A further sign that the femtocell market is gaining increasing legitimacy has been Cisco's investment in the UK-based developer ip.access. This move by Cisco, which has made many speculative investments in wireless networking technology, not all successful, is its first into the femtocell business--albeit for an undisclosed amount.
However, the company was less than open about its plans for the technology: "Our intent and purpose of our investment in ip.access is to learn more about this technology," says a Cisco spokesman. "For ip.access, we hope to provide the benefit of our industry contacts as well as our expertise in IP networks."
Supporting this investment case is a new study from Frost & Sullivan that claims femtocells could find their way into tens of millions of homes in Western Europe in two years' time.
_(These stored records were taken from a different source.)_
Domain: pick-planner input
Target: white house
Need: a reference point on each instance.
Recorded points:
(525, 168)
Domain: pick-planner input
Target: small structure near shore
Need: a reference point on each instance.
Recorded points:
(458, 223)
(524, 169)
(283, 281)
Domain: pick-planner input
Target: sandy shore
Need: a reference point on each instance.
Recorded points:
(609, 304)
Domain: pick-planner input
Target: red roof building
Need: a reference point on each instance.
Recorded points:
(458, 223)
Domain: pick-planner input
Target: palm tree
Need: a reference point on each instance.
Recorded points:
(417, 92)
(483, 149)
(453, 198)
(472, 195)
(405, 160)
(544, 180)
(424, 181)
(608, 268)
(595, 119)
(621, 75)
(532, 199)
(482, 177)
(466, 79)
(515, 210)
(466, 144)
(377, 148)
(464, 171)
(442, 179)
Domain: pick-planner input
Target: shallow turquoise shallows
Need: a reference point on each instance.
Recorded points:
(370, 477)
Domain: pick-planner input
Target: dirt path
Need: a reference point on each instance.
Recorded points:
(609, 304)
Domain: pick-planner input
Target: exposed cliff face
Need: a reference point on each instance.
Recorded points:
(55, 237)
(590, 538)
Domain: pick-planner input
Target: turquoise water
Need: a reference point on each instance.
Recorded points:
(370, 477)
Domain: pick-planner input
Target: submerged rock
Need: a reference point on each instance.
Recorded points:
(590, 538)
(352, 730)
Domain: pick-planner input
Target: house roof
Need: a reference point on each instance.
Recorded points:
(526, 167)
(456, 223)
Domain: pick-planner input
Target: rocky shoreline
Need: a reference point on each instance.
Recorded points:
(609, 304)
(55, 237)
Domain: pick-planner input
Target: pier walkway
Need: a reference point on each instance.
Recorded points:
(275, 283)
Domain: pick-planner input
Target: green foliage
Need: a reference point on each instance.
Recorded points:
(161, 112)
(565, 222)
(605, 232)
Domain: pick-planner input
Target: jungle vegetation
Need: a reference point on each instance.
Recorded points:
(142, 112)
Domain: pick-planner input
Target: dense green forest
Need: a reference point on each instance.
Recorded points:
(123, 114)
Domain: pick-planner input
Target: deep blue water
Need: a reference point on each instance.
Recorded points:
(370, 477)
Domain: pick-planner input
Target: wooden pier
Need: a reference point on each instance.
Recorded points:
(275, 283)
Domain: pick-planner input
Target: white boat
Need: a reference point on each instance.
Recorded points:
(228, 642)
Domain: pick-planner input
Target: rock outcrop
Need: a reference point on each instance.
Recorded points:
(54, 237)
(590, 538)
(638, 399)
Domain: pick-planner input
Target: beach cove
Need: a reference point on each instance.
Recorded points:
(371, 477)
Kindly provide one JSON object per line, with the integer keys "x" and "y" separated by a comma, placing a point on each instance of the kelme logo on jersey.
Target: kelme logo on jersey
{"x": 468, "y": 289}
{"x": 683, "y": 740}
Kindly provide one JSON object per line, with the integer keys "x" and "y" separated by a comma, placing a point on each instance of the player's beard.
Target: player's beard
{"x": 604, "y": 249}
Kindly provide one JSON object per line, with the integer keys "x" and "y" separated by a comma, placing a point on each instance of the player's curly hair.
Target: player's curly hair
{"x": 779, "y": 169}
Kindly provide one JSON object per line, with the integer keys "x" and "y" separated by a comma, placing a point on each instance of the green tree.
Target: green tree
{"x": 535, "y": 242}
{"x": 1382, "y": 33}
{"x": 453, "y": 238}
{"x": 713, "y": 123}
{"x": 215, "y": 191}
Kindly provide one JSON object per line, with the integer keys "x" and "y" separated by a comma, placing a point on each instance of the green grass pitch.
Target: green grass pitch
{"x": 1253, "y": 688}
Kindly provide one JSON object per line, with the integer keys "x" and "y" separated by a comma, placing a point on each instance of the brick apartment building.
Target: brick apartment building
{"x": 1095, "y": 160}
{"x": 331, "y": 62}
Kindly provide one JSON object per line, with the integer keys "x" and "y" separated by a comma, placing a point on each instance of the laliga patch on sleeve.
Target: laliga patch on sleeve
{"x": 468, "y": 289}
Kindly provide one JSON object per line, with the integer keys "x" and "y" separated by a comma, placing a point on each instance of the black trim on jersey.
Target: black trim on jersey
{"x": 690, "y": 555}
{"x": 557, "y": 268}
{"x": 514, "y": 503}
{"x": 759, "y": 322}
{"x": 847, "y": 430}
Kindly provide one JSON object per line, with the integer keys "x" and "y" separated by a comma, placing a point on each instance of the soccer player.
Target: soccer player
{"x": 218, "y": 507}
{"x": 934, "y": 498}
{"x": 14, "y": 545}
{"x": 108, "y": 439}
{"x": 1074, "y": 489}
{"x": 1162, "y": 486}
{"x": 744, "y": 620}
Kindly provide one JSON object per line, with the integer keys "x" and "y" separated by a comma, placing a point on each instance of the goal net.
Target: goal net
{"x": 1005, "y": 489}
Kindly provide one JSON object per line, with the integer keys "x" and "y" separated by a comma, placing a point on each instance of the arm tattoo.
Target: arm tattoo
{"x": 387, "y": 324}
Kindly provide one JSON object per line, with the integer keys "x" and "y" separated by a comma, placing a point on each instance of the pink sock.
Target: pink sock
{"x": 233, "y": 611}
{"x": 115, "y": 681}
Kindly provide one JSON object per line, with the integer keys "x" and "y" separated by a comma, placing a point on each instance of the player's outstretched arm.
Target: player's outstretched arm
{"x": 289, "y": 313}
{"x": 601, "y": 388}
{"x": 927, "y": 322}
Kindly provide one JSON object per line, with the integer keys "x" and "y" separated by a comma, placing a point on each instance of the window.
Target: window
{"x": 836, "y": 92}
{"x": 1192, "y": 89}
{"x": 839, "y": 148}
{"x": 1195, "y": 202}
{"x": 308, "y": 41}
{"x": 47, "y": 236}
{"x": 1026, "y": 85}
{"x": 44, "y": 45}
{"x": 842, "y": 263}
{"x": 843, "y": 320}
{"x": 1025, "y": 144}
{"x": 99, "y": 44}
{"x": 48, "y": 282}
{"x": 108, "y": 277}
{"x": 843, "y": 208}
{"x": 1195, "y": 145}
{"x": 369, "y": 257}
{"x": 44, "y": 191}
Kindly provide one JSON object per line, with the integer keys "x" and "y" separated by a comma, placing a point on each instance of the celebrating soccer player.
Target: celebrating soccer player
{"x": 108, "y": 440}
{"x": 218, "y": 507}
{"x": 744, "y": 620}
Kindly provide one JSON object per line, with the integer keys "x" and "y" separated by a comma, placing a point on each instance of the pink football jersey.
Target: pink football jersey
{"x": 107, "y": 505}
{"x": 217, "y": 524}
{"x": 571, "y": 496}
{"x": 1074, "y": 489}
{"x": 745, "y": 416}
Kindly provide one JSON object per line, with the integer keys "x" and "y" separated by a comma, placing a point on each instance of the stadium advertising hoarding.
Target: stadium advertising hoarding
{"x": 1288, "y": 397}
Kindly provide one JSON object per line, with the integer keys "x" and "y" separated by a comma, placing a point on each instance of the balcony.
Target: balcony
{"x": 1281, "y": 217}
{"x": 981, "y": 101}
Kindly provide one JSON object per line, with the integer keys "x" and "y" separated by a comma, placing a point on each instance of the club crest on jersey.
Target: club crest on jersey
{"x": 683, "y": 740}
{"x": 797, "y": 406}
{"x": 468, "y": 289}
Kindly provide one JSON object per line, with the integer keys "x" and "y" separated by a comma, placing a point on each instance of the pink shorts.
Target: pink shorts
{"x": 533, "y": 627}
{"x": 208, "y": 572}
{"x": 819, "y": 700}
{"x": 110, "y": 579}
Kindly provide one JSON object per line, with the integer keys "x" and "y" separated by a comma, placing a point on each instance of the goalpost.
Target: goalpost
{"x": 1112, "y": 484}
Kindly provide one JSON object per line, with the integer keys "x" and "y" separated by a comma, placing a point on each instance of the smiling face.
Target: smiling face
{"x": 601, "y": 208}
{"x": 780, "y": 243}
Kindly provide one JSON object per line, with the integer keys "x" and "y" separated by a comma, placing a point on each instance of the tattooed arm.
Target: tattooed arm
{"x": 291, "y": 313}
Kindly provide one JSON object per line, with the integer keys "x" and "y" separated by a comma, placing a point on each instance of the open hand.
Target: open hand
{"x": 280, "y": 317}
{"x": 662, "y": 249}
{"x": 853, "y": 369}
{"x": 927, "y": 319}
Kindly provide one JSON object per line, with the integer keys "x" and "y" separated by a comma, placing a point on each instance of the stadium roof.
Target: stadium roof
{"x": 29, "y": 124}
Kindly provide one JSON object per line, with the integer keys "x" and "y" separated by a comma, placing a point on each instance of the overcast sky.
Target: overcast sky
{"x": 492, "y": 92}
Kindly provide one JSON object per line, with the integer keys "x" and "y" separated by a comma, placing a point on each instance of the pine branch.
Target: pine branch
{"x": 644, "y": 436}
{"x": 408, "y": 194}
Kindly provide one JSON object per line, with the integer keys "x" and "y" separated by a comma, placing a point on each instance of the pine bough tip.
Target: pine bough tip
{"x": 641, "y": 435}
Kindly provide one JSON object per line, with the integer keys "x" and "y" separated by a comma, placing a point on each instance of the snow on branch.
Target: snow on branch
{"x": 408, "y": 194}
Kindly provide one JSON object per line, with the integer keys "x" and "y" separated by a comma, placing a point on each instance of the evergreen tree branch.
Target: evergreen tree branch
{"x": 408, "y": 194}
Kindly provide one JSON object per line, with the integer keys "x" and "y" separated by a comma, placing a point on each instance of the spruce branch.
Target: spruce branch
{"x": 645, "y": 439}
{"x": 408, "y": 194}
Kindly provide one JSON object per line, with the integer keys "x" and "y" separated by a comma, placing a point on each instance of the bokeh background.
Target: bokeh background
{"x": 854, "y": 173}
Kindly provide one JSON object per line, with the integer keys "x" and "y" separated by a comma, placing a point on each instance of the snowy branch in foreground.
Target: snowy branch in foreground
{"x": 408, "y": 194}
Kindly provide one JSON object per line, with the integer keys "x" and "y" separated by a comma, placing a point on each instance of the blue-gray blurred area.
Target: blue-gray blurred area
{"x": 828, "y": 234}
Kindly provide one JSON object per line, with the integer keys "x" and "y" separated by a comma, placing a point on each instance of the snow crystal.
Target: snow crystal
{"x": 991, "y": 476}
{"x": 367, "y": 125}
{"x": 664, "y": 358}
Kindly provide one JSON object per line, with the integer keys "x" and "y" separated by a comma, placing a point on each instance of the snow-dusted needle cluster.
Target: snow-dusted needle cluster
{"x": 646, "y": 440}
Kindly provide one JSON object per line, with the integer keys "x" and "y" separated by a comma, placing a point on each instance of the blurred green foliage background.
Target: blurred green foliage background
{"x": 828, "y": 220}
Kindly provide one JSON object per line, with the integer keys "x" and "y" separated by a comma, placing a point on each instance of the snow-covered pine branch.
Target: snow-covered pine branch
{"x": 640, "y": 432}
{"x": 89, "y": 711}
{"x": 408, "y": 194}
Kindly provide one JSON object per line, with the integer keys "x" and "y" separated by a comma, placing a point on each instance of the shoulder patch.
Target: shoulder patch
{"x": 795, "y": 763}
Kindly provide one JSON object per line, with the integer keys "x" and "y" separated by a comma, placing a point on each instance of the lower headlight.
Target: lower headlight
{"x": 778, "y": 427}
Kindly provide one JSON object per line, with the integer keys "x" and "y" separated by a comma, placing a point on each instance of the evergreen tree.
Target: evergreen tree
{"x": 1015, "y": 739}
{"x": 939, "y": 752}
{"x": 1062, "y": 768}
The report predicts subscribers in this region will number more than 21 million by 2010, rising to more than 39 million by 2011.
However, the market research firm points out that one barrier to resolve is the need to reduce the cost per unit of the hardware so that consumers are not put off by a high price tag. But Frost & Sullivan suggests operators may get around this by renting femtocells to customers.
Luke Thomas, an analyst with the firm, said, "Operators have realised that it would be a long time before the cost of the femtocell will reach €100. They are now considering renting out femtocells to users for a long contract period, rather than allowing them to buy it outright."